Springboard for the Arts has transformed a vacant used car dealership into a colorful, flexible hub for artists and neighbors.
Springboard for the Arts opens doors to artists, community at new digs in St. Paul
What was once a car dealership now features a flexible performance space, an equipment library and workspaces.
This weekend, the nonprofit is celebrating its new home on University Avenue in St. Paul with tours, tunes and a poem written for the occasion. (Check out the schedule here.)
Artists have been holding events at this address for years, shaping how the space feels and functions.
Standing inside what once was the dealership's garage, Springboard's executive director Laura Zabel pointed to a doorway 20 feet off the ground. The architects' original plans called for closing off that "dangerous door to nowhere," Zabel said.
But artists realized that it would make a great DJ booth.
So Springboard left it, adding a railing and commissioning the artists Third Daughter, Restless Daughter to cross-stitch a floral design across it.
"Now, it's one of my favorite parts of this space," Zabel said.
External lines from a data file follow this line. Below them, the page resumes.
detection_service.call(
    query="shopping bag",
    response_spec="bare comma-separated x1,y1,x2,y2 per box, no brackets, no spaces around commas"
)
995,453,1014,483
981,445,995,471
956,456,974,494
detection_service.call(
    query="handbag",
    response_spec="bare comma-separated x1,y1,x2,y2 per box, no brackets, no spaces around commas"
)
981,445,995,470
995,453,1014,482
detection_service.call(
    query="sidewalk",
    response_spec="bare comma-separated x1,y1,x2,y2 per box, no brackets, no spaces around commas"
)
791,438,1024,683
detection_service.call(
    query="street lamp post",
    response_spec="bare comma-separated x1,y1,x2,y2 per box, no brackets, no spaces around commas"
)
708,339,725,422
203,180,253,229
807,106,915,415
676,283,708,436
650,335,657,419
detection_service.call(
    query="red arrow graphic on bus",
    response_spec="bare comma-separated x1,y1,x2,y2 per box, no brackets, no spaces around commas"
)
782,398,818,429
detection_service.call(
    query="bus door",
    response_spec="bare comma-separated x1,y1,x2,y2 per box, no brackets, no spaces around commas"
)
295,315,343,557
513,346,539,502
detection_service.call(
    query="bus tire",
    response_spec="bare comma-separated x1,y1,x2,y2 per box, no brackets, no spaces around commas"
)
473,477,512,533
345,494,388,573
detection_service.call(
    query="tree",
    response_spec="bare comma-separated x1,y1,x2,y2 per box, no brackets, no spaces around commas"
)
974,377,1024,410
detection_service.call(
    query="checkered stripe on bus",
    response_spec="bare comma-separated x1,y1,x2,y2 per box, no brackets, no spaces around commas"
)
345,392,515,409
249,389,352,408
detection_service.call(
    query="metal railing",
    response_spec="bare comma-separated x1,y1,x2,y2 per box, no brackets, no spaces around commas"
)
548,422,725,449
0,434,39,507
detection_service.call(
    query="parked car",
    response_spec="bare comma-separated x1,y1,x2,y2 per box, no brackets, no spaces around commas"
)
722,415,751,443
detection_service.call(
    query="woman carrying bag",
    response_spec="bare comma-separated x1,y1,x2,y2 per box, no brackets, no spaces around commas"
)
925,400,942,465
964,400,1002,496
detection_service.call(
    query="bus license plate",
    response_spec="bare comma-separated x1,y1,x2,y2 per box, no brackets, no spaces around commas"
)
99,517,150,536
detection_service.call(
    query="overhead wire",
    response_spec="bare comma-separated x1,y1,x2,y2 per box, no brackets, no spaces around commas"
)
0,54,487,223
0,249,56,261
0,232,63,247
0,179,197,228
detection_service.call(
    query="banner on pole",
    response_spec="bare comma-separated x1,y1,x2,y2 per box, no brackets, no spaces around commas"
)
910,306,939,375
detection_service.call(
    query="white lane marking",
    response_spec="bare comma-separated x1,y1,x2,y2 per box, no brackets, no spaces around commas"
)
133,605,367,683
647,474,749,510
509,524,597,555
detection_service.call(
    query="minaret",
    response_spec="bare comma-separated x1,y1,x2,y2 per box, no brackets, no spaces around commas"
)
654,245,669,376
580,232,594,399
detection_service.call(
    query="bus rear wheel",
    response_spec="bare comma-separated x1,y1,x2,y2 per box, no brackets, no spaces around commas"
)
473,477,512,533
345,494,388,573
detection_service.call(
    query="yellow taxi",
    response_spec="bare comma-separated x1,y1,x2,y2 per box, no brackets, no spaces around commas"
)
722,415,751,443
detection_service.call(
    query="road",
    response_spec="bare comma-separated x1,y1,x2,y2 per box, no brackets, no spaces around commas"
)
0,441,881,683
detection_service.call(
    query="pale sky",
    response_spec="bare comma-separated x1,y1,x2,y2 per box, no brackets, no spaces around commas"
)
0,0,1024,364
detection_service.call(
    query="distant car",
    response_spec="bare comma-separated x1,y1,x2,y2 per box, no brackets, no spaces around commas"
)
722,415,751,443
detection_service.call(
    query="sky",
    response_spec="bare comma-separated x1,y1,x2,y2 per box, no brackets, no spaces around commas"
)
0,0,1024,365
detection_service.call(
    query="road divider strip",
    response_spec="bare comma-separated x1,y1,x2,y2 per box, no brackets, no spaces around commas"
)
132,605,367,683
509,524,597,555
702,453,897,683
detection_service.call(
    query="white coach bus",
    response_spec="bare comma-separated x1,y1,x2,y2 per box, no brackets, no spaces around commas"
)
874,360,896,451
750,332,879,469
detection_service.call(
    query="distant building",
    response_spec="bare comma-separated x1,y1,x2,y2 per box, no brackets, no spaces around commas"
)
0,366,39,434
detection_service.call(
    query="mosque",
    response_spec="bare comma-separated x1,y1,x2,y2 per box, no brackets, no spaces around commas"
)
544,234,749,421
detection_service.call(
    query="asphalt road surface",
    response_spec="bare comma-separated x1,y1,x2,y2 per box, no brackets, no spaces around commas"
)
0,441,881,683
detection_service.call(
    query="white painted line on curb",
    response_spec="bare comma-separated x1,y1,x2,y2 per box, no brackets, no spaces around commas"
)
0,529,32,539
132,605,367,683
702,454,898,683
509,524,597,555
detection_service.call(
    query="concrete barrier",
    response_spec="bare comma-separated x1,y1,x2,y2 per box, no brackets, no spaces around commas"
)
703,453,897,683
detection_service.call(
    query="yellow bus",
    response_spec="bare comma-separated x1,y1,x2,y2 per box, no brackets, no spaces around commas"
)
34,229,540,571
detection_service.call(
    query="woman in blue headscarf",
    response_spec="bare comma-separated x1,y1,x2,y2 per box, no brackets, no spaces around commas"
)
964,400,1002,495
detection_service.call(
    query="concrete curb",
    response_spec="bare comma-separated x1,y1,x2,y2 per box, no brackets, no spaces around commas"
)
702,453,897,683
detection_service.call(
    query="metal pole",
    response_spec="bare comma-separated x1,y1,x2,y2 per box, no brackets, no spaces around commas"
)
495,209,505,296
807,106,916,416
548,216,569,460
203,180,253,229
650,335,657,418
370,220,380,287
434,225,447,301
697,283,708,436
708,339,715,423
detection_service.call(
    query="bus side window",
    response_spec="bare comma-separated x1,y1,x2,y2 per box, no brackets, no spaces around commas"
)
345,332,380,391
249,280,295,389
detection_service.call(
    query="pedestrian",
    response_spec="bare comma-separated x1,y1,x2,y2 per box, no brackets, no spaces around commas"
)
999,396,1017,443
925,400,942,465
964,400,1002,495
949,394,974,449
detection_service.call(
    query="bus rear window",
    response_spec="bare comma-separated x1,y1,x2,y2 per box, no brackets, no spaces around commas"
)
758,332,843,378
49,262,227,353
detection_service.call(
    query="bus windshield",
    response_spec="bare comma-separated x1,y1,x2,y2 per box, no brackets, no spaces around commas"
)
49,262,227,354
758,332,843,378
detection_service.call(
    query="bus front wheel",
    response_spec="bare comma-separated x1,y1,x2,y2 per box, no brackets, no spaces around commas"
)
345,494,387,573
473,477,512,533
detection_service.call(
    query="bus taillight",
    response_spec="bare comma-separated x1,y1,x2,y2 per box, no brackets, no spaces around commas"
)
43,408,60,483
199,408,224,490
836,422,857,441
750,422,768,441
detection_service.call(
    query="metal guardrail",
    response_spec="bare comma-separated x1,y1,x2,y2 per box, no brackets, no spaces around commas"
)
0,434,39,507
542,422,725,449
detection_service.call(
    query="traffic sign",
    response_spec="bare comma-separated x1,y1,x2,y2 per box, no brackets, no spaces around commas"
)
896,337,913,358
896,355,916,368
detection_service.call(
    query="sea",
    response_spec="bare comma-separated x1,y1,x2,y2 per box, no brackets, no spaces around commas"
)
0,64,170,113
Springboard counts some 200 groups and 6,000 people who have gathered at the defunct dealership since the nonprofit bought it in 2018 for $1.5 million. Zabel began dreaming of the property's possibilities after hosting a party in its parking lot in 2012, during construction of the Green Line light-rail.
The $5.25 million project reuses much of the building, with a bright-green, two-story addition on one side. A new elevator leads to a rooftop shaded by solar panels with a handsome view of the State Capitol.
The lead architect and designer James Garrett Jr. grew up in St. Paul and remembers the old Saxon Ford dealership well.
This project required "converting a 1980s car dealership — which is the antithesis of vibrant and dynamic and inviting — into something that will welcome an organization that is about community and inclusion," said Garrett, a founder of the firm 4RM+ULA.
Long located in St. Paul's Lowertown neighborhood, Springboard has in recent years gained national attention for its work with artists and its argument that they're key to building strong, equitable communities.
By hosting those conversations in this new headquarters, folks will be able to "see and touch the work," Zabel said.
Art pops up in every corner of the 8,000-square-foot building, which features workspaces, an equipment library, meeting rooms and a flexible performance space set to host Mixed Blood Theatre next month. Outside, colorful murals line new lawn and plantings.
During a virtual celebration Friday and in person Saturday afternoon, artists — many of them rooted in the neighborhood — will fete Springboard's new digs, with poet Hawona Sullivan Janzen reading, "Who We Were."